When UCHealth started looking at this project, it specifically looked for declines, such as the metrics being sought. Breyer notes that one of the well-established in the literature is around the reduction of coding events in the acute care setting.

“Those patients would ideally be taken to the ICU and if they’re going to code, code there or if they’re saved,” she said. “So we’ve seen an improvement throughout the work we’re doing around degradation in this space in both the northern and southern regions of UCHealth, where we’ve implemented the solution.” France.

“And that’s probably the biggest metric we can measure,” she continued. “I would add that in the space of degradation, it’s sometimes difficult to measure what you’re doing because you’re trying to show that you’re doing something that you haven’t done before.
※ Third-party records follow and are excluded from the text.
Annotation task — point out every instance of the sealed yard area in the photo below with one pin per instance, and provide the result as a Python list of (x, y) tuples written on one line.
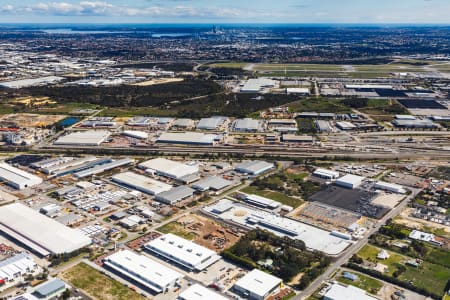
[(328, 216), (98, 285), (358, 201), (31, 120), (203, 231), (388, 200)]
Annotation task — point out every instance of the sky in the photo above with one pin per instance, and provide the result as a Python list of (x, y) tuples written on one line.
[(226, 11)]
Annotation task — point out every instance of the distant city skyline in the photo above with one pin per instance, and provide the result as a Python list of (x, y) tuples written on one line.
[(227, 11)]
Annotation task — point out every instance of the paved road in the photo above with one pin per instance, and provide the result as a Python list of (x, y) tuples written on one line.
[(352, 250)]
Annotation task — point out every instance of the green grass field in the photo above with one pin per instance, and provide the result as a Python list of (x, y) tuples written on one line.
[(319, 105), (429, 276), (97, 284), (369, 253), (177, 229), (274, 195), (137, 111), (364, 282)]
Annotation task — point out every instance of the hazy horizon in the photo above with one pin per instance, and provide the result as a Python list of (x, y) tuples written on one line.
[(227, 11)]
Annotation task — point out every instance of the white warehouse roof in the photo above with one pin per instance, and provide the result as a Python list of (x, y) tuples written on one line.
[(258, 283), (350, 181), (199, 292), (143, 270), (183, 252), (40, 233), (83, 138), (247, 124), (392, 187), (136, 134), (254, 167), (17, 178), (141, 183), (326, 173), (211, 123), (190, 138), (169, 168)]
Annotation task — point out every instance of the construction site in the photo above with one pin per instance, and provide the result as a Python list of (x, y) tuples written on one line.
[(204, 232)]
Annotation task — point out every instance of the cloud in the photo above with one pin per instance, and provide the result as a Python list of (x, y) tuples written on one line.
[(7, 8), (101, 8)]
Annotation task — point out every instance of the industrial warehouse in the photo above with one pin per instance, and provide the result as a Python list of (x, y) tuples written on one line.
[(255, 167), (17, 178), (187, 138), (257, 285), (143, 270), (141, 183), (38, 232), (83, 138), (182, 252), (175, 195), (316, 239), (171, 169), (198, 292)]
And measuring That omission can be a challenge.”

Another thing staff are measuring as a process metric is for patients who stayed on site and weren’t moved to a higher level of care by the time they had a rapid response event.
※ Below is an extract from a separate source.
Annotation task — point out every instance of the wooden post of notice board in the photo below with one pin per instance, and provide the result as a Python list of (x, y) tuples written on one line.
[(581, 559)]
“We are measuring a consistent intervention after RRT that we didn’t have before,” says Breyer. “That’s another area we’re looking at. Ultimately, we’d like to see this improve mortality, but it’s a lagging indicator, and one that’s more variable over the course of the year. document how much of an impact they have on these recessionary events.”
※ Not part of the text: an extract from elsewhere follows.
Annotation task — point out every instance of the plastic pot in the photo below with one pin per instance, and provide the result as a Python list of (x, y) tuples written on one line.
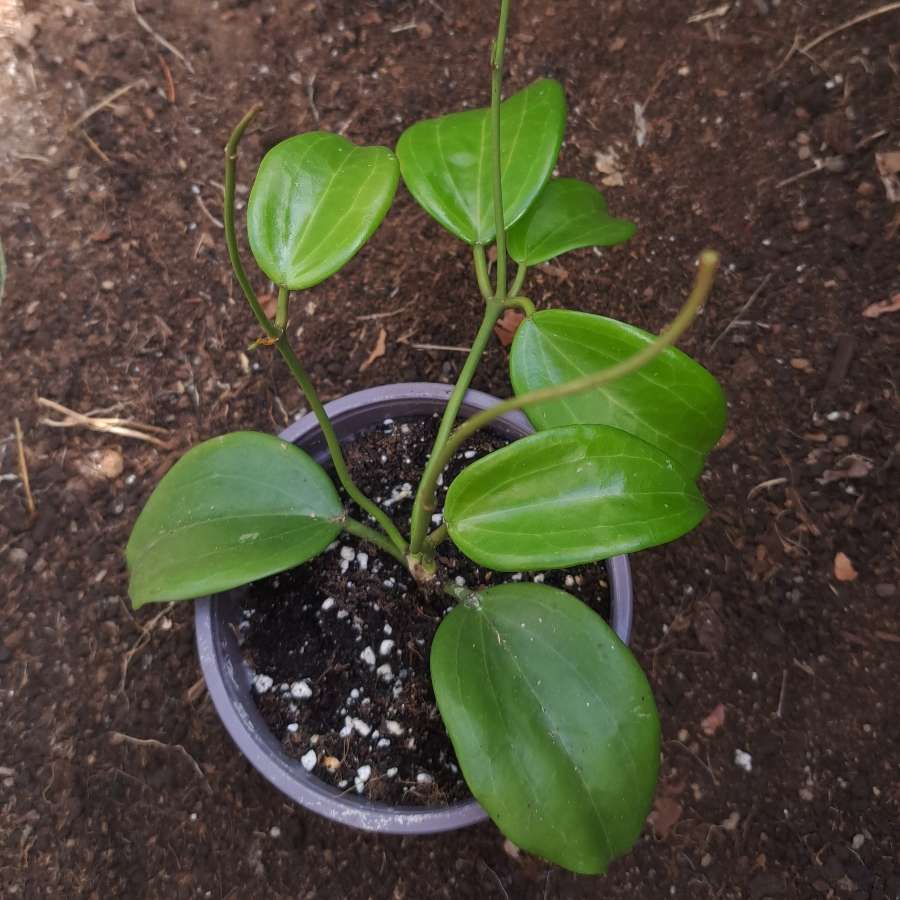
[(228, 678)]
Hassell emphasized that the institution will have to continue this trend and that the mortality indicator in the patient population is being affected.

“But we do have early data showing that our quick response rates go from 26% to about 86%, depending on where you’re looking as we do this across our system.” , she reported . “And then, in the initial data again, we saw code green events in our acute care areas drop by 25% to 70%.

She continued: “We’ve seen our blue code events drop, which helps us know we’re on the right track, we detect degradation earlier, thus reducing results. bad from code blue”.

In Breyer’s view, UCHealth has already gone through a post-surveillance phase, because that camera will be in place for six hours, and the virtual staff is helping to monitor and monitor that patient along with frontline staff who are working on it. very busy.

“And so we saw an increase in critical metrics after quick response anywhere from 39% up to 152% on ordered critical metrics,” Hassell explains. and then work on completing them.” “That’s a huge range that we’ve seen, but a lot of it because resources are tied up in that quick-response call.

“Once the patient is stable and they are on the floor, the nurses will go see other patients they haven’t seen in a long time,” she continued. “And so we have to make sure we take the time to monitor patients during that fragile period of time when they can still continue to deteriorate and need a higher level of care. That’s it. where we put a lot of focus and energy, and those were some of our early stats.”

TIPS FOR OTHER PEOPLE

What Hassell likes about the technology currently in use is that employees have been able to adapt it for another high-value use case.

“We’re still working on making it an innovation platform with the company, but I also think it’s instrumental and opens up avenues for us that we haven’t been able to before,” she said. idea. “We weren’t as successful as we are now until we introduced the camera product because it solved the problems we mentioned.

“And so, if you’re looking at any kind of hybrid approach, such as a clinical command center or nursing process, you want a great platform where you feel your staff seamless and easy to use and interact with,” she advises.

From a technology standpoint, it’s important to be easy and seamless for nightstands, says Breyer.

“While there are great tech solutions to some of these problems now, the hardest part is managing change with your support team, which is partly non-tech,” she concludes. . “And that’s where a lot of energy is required for a successful project.”

Follow Bill’s HIT coverage on LinkedIn: Bill Siwicki
Email the writer: [email protected]
Healthcare IT News is a publication of HIMSS Media.